NBC News star Chuck Todd recently made a podium-pounding speech to a journalism awards dinner. He proclaimed “One thing we’re not is the opposition. We’ve never tried to be part of the political debate, but people want to drag us into it. We shouldn’t take the bait. We’re simply a voice of truth!”
So let’s consider the case of Andrew McCabe, former deputy director of the FBI.
The FBI’s Office of Professional Responsibility (OPR) recommended that McCabe should be fired for lying, or to be gentle, a “lack of candor” – even under oath – in an investigation by the Justice Department’s Inspector General into the Hillary Clinton email probe. The Inspector General is a career department official. The head of the OPR was appointed in 2004 by....then-FBI director Robert Mueller.
So when Attorney General Jeff Sessions sacked McCabe, the “voice of truth” media were pleased, right? Well, actually, no. They were so upset by the president's victory-lap tweets that they fast-forwarded past the facts about McCabe’s lying.

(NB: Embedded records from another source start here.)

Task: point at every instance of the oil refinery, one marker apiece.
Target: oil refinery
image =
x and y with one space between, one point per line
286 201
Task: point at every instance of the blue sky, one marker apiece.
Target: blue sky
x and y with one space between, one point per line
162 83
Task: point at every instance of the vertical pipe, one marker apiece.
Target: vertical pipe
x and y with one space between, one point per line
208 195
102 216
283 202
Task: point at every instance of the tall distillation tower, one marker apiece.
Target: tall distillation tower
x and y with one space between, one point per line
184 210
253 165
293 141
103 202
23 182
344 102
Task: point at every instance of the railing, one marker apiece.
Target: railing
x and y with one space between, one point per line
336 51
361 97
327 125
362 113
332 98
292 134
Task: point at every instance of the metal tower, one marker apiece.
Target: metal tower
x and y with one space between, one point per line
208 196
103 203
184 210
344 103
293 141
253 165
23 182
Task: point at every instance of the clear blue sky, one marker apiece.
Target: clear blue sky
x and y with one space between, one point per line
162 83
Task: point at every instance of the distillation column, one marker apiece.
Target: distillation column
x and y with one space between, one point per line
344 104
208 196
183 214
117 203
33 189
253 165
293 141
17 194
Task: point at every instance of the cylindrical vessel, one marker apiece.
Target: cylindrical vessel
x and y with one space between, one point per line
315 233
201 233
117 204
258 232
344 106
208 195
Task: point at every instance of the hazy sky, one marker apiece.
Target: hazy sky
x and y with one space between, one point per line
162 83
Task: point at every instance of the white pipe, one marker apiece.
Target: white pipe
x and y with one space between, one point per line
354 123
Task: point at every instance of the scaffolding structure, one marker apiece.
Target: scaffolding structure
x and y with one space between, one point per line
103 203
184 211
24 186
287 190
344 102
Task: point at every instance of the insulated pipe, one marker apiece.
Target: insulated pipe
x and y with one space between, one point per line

ABC’s and NBC’s morning shows skipped the part about McCabe’s “lack of candor.” They went straight to McCabe’s self-defense that he was a target of partisans (despite his wife running for office as a Democrat), and not an honesty problem for career government officials. ABC’s Cecilia Vega reported “McCabe says he was targeted because of what he called the administration’s war on the FBI and the Mueller probe.”
Chuck Todd, who claimed he didn’t want to be dragged into the political debate, enthusiastically guessed “I think it signals this president is no longer cooperating with Mueller. It's time for war.”
The timing of McCabe’s sacking looked harsh, since we were routinely told he had just a few days left to qualify for his FBI pension. So Todd’s NBC colleague Andrea Mitchell even went to Twitter to beg for McCabe to get a job with a Democrat on Capitol Hill, which is what nonpartisan reporters at NBC are supposed to do. “One suggestion from a McCabe supporter: if a friendly member of Congress hired him for a week he could possibly qualify for pension benefits by extending his service the extra days.”
Former Bush White House press secretary Ari Fleischer tweeted back deliciously, “Pensions before Honesty. Great slogan.”
But it turns out the “pro-truth” media missed the boat on that claim. McCabe was nearly eligible for pension benefits after 20 years of service at the age of 50. Now he can’t claim it until age 57. Good luck selling that as a terrible scenario to people who retire at the private sector-accepted age 65. Or whose meager pensions don’t allow them to retire -- ever.
None of these not-the-opposition networks noted that McCabe was getting a sweeter treatment by the legal process than Gen. Mike Flynn, who was forced to plead guilty to lying to the FBI, instead of lying within the FBI. Nobody at the networks protested about a “war” on government officials or tweeted out help-the-poor-public-servant messages for Flynn. He deserved every criticism liberals threw his way. CNN mocked Flynn by quoting a tweet about his 24 days as National Security Adviser: “I once had a fungal infection that lasted longer than Flynn."
The network coverage of Andrew McCabe matches their coverage of everything else in the Trump era. It’s not that they look like the Opposition Party. They are the opposition party. Who’s telling the truth doesn’t matter. Resisting and ruining Trump is what matters.